OT but instead of quadratic attention can we not have n^10 or something crazier? I feel like we are limiting the intelligence just to save cost. But I can imagine that there might be some questions that may be worth paying higher cost for.
I feel like n^10 attention can capture patterns that lower complexity attention may not. So it seems arbitrary that we have n^2 attention.
You can find papers discussing "cubic" attention, i.e. each token gets to interact with each pair of other tokens, but always in very theoretical settings with single-layer transformers on contrived synthetic tasks.
Keep in mind that LLMs have many many layers, so they have plenty of opportunity to model higher-order interactions without needing to brute force every possible combination of 10 previous tokens, of which the vast majority will be useless. Empirically, even full "quadratic" attention is not always necessary, as evidenced by the existence of linear/sparse attention variants that perform almost as well.
Yes, and it works in theory.
Less so in practice. You saturate the memory of a b200 with a few dozen tokens on attentions higher than order 4. Training is even worse.
To paraphrase Knuth: high order polynomials are much more unimaginably large than mere infinity.
This is a common way of thinking. In practice this type of thing is more like optimizing flop allocation. Surely with an infinite compute and parameter budget you could have a better model with more intensive operations.

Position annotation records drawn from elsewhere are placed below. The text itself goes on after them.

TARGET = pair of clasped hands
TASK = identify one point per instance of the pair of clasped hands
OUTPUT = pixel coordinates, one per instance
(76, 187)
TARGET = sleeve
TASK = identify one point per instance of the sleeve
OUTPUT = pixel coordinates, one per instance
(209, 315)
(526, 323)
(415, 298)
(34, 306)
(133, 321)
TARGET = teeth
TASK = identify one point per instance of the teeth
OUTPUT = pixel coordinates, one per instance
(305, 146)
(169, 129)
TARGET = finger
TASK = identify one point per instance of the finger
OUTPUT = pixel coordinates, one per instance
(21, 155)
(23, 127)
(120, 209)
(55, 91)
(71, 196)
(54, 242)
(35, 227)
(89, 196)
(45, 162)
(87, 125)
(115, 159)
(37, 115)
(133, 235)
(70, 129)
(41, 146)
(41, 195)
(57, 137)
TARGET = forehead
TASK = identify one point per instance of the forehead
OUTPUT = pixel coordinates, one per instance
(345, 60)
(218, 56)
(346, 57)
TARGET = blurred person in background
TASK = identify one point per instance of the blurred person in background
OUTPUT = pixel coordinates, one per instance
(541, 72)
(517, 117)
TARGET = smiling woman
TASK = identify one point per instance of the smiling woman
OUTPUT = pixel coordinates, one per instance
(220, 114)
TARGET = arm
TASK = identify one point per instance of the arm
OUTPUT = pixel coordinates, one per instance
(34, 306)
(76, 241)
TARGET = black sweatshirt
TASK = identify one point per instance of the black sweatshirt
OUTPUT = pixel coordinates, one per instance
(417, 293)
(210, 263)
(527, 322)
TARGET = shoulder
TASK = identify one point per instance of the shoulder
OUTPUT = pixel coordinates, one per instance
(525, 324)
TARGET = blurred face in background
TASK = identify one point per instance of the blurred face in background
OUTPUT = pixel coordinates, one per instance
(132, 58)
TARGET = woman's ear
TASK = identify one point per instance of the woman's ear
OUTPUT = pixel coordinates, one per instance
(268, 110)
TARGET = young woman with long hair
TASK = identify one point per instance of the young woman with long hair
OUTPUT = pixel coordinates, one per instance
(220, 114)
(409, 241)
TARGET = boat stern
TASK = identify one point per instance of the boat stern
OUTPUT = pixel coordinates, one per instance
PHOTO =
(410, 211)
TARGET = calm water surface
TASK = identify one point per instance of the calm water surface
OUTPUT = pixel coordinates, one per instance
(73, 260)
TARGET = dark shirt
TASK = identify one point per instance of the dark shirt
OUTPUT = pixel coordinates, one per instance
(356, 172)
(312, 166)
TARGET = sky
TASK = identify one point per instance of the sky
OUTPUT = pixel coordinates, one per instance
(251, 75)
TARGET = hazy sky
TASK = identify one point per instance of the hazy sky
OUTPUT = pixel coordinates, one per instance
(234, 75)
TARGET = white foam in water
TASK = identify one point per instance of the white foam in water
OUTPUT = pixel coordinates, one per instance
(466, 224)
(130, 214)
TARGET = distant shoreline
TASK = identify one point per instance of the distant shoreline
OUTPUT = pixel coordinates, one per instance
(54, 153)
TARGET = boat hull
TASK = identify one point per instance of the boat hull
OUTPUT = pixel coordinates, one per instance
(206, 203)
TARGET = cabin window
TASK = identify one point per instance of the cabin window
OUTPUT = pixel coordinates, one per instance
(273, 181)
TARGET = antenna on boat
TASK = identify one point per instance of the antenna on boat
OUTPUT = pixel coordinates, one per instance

Another thing to consider is that transformers are very general computers. You can encode many many more complex architectures in simpler, multi layer transformers.
Aren't layers basically doing n^k attention? The attention block is n^2 because it allows 1 number per input/output pair. But nothing prevents you from stacking these on top of each other and get k-th order of "attentioness" with each layer encoding a different order.
n^2 isn't a setting someone chose, it's a mathematical consequence of what attention is.
Here's what attention does: every token looks at every other token to decide what's relevant. If you have n tokens, and each one looks at n others, you get n * n = n^2 operations.
Put another way: n^2 is when every token gets to look at every other token. What would n^3 be? n^10?
(sibling comment has same interpretation as you, then handwaves transformers can emulate more complex systems)
What you're missing is that there's no need to do extra work in the kernel smoothing step (what attention essentially is) because all the fancy transformation work is already happening in learning the kernel.
The feedforward networks prior to the attention layer are effectively learning sophisticated kernels. If you're unfamiliar (or for those who are) a Kernel is just a generalization of the dot product which is the most fundamental way of defining "similarity" between two points.
By learning a kernel the transformer is learning the best way to define what "similar" means for the task at hand and then we simply apply some basic smoothing over the data. This will handle all sort of interesting ways to compare points and that comparison will allow all points to provide a little bit of information.
Anything you could hope to achieve by performing more comparisons would be better solved by a better similarity function.